Just because something has never happened before, doesn’t mean it won’t happen. This is just as much of a life-lesson as it is a principle of investing. And in many ways, the current COVID-19 crisis is proving this very point.
Post-9/11, there was a logical order to the industries that suffered: travel, tourism, hospitality. Air carriers and airlines filed for bankruptcy, air passenger volume didn’t surpass its pre-9/11 peak until 2005, and small businesses in the vicinity of the World Trade Center closed.
But amidst COVID-19, the thread between negatively impacted industries is harder to trace. Shutting down anything that involves crowds or risks exposure is an expansive, unpatterned mandate—and the effects are reverberating in places we never could have anticipated.
There is, however, a clear connection between industries that are thriving. Industries that are essential to moving us forward and out of this crisis are prospering—and will continue to prosper—in the post-coronavirus economy. The healthcare, technology, and fintech industries will not crash. They will continue to innovate, continue to sell, and ultimately, their voices will constitute a larger piece of the business communications pie. Here’s why.
Uncertainty sparks creativity—and these industries face drastic demand
Adapting to overwhelming demand, the healthcare, technology, and fintech industries are working with what they have to meet an exponentially higher capacity of people. While in many cases, particularly those pertaining to healthcare, the circumstances are risk-ridden and dire, it stands to reason that the industry will nonetheless emerge more adaptable, resilient, and efficient than it ever was before.
For healthcare workers who aren’t directly treating coronavirus—psychiatrists providing psychiatric care, primary care physicians conducting consults, physical therapists tending to patients, and so many more—telemedicine is infiltrating fields and scenarios that it might have never otherwise touched. Removing the need to travel to an office, manually sign-in, and wait in the waiting room is proving beneficial for many—including healthcare companies who are seeing the savings. Why would they go back?
Technology providers and companies—especially for business software—are seeing wider, higher volume use than ever before. The old “couldn’t this meeting have been an email?” is under the ultimate test—and employees are finally getting their answers. Internal messaging platform use is rapidly rising, platforms for high-capacity conference and video calls are flourishing, and remote work is the new normal. As we continue to implement these tools into our workflows when we have no other choice, they quickly become essential to the way we work. After the crisis calms, it may not make sense to go back to manual, paper-based, or in-person solutions without risking business efficiency—or employee satisfaction.
Banks and other lending institutions, that have typically been behind the curve in the move to digital, have been given no other choice but to adopt fintech tools, especially as workloads multiply while businesses scramble to secure their finances and apply for government loans. Digital document uploading and processing solutions, digital loan origination software, digital lending software, and the like, are the only efficient options. And customers, especially younger business owners, don’t want to visit a branch, anyways.
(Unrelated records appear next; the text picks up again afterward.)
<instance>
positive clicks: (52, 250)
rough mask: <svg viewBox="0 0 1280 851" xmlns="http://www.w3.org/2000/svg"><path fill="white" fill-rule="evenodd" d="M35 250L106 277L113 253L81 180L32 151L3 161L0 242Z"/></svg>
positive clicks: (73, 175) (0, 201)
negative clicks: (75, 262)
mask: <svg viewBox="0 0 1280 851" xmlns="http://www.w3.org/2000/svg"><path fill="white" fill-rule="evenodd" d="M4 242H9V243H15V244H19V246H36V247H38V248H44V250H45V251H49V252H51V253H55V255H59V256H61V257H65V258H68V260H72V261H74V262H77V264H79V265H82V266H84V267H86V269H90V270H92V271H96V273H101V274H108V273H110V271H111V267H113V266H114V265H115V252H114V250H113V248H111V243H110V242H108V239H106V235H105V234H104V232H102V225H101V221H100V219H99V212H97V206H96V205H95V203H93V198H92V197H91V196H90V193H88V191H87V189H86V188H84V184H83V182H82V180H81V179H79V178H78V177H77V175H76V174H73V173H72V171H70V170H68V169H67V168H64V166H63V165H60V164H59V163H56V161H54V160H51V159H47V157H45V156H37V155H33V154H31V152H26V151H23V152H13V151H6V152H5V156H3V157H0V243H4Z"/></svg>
Why would they revert back to the old way of managing their finances after all of this is over?
Crisis accelerates innovation—and it’s always been a race to the next advancement
In addition to scaling existing resources, healthcare, technology, and fintech industries are innovating at faster rates, creating crisis-responsive products as new needs arise—and repeatedly generating unprecedented solutions for unprecedented problems.
Artificial Intelligence companies are adapting to the healthcare space—even if they’ve never worked within it before, and building accurate, speedy, and scalable solutions that have already altered the trajectory of the industry. They’ve built solutions to track and report coronavirus cases in real-time, identify and diagnose the virus, and even develop drugs to help treat it.
Drones are delivering medical supplies, and robots are disinfecting hospitals to slow the spread of the virus. Chatbots are answering caller questions across industries, insurance claims are being processed through fintech and automation solutions, and supercomputers are fast-tracking vaccine development.
The bottom line? These are powerful solutions that will persist long after COVID-19, already transforming the way we will treat diseases, infections, and viruses around the world, and setting a new standard for the future of technology-based care delivery.
Change persists—things won’t just snap back to the way they were
Hard-pressed to accommodate unforeseen and unpredictable circumstances, the healthcare, technology, and financial industries are moving farther ahead at faster rates, while others slow and struggle to survive at all. After the dust settles, everyone’s survival will depend on catching up to where these industries have gotten—not reverting back to the way things were. And communicating your post-crisis potential will be essential.